Además, la participación fue considerablemente menor a la del plebiscito de octubre de 2020, cuando votó un 50,95% del padrón electoral. Fue una caída en seis meses de 6,55 puntos porcentuales y más de un millón de votantes se quedaron en su casa.
Por las razones mencionadas, es improcedente conservar la igualdad entre candidaturas independientes y de partidos como plantea la propuesta de la CC (art.387.1.).
Los “independientes” fueron los ganadores de los comicios de mayo de 2021. Un total de 90 de los 155 convencionales eran independientes, elegidos en listas propias o en listas de partidos. Algunos partidos lograron incorporar a destacados profesionales a sus listas, quienes se esforzarían por contribuir al desarrollo de la CC. Sin embargo, los partidos tuvieron en no poca medida el control de su trabajo.
En el balance final, las candidaturas independientes no ayudaron al trabajo de la CC. Además de su apoyo a la definición del Estado como plurinacional y de un tipo de presidencialismo que se aparta de los existentes –un híbrido con un Presidente débil y un Congreso bicameral “asimétrico» fuerte, que puede ocupar espacios tradicionales del Ejecutivo–, contribuyeron a que otras decisiones alcanzaran la mayoría de dos tercios. Varias de estas decisiones mayoritarias acogieron demandas particulares, latentes en las propuestas de los partidos desde hace muchos años (resolver “las cosas concretas de la gente”), y recargaron la lista de derechos sociales, una agenda valórica divisiva (constitucionalización del aborto y la eutanasia) y disposiciones insólitas (derechos de la naturaleza; animales sintientes; derecho al placer y al ocio, etc.).
Estas disposiciones –que para sus defensores son, en algunos casos, derechos de segunda o tercera generación–fueron adoptadas por la mayoría de dos tercios, sin considerar la oposición de los convencionales de derecha.

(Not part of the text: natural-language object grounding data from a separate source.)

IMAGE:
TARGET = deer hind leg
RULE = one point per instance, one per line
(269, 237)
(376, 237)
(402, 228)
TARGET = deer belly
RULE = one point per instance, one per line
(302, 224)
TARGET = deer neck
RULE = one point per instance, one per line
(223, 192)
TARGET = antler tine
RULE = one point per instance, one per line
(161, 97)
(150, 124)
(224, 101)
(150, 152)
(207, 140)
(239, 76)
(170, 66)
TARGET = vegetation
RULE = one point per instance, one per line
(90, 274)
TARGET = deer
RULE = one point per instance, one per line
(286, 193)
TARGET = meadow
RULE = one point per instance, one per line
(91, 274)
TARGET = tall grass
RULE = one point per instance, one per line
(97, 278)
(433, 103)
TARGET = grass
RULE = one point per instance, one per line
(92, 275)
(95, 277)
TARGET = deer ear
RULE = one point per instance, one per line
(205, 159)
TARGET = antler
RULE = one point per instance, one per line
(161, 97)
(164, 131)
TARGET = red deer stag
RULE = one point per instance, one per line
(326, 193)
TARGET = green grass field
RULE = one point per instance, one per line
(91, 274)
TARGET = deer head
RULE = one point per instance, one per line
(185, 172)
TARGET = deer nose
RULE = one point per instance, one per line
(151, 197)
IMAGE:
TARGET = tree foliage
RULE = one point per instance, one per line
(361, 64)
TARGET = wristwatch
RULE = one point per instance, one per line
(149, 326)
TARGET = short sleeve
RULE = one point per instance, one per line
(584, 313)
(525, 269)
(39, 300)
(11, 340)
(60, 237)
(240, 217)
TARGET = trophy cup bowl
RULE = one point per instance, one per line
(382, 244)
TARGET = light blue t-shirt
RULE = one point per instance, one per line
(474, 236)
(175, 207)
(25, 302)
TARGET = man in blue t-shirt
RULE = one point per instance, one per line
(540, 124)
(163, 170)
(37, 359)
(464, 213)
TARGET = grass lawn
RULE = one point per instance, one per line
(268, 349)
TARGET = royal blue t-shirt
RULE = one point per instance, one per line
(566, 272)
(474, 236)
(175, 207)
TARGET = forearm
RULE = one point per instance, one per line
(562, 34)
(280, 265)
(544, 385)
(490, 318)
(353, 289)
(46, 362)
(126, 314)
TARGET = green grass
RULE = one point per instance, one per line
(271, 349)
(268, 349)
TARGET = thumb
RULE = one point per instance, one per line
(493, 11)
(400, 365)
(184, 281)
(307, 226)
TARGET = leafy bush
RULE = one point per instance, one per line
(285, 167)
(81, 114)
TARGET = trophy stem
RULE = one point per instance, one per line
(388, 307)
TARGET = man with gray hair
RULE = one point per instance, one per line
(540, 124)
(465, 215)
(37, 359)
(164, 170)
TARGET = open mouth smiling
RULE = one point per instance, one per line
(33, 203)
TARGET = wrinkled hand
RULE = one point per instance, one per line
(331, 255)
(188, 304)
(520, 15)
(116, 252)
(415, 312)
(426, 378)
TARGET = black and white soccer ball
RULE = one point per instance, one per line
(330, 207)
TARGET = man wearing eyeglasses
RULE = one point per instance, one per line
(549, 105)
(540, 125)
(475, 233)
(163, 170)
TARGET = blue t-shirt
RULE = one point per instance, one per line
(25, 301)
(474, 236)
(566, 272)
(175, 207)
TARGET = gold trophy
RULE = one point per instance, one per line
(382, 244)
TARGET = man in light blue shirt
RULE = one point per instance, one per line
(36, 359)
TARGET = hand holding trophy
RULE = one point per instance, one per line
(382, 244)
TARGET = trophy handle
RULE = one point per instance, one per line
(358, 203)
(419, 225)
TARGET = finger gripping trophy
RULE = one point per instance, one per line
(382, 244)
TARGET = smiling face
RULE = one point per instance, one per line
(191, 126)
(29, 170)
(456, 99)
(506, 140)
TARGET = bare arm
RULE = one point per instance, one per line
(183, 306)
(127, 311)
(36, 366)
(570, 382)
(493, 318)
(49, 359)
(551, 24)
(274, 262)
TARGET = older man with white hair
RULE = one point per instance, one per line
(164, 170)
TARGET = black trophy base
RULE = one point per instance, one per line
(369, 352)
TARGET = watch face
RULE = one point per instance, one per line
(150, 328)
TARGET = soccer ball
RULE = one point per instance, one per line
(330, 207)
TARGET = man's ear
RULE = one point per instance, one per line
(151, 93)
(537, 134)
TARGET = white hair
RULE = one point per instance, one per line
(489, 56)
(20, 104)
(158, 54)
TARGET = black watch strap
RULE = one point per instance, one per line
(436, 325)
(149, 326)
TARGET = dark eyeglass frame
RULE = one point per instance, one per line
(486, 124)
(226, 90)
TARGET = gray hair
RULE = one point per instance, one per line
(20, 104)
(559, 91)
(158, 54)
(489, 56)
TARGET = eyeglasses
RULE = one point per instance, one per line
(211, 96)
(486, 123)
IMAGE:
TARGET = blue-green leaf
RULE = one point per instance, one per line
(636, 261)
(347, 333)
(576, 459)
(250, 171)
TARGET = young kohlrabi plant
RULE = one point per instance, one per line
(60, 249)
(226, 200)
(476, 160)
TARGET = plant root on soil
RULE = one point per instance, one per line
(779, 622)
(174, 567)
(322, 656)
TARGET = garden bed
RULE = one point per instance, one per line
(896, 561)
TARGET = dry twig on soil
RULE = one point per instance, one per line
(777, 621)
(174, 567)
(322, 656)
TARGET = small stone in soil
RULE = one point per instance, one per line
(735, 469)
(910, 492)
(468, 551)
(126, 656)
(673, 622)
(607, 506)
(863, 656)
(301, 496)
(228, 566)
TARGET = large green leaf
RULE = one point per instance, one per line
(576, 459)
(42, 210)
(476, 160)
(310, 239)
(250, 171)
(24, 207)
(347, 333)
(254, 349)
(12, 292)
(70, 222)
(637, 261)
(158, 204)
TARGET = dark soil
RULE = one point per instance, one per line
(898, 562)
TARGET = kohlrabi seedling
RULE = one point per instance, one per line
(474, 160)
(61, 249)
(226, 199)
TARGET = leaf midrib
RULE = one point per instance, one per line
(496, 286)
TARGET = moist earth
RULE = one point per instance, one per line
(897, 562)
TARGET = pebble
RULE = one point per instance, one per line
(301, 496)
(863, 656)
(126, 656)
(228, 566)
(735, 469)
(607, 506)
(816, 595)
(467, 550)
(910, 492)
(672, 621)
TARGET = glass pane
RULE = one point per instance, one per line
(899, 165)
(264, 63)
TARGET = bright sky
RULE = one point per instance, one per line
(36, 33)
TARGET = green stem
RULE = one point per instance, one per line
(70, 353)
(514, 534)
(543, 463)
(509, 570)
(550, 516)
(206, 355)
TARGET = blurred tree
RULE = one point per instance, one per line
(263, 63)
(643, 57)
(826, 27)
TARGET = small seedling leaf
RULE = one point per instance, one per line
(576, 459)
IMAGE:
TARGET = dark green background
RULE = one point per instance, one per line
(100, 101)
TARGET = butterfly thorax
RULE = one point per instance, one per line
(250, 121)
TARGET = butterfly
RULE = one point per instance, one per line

La propuesta de la CC omite a los partidos, en cuanto instituciones fundamentales de la democracia representativa, y excluyó a los partidos de derecha.
Excluir a la derecha es una miopía política mayor y una tremenda irresponsabilidad. Empuja a sus partidos a ponerse fuera de la Constitución, a que predominen las posiciones extremas y más radicales en ese sector, y a buscar una nueva Carta Fundamental. Prorroga el proceso constituyente si gana el Apruebo.
No tendremos una democracia soberana sin partidos de derecha integrados a la Constitución de forma voluntaria, no compulsiva. Eso les daría incentivos para identificarse con los derechos fundamentales, las instituciones y reglas procedimentales. Incluso, una nueva Constitución que incorpore la opinión de los partidos de derecha podría llevar a estos a tener autonomía del poder económico, la cual no ha existido después de la dictadura y especialmente en las dos presidencias de Sebastián Piñera.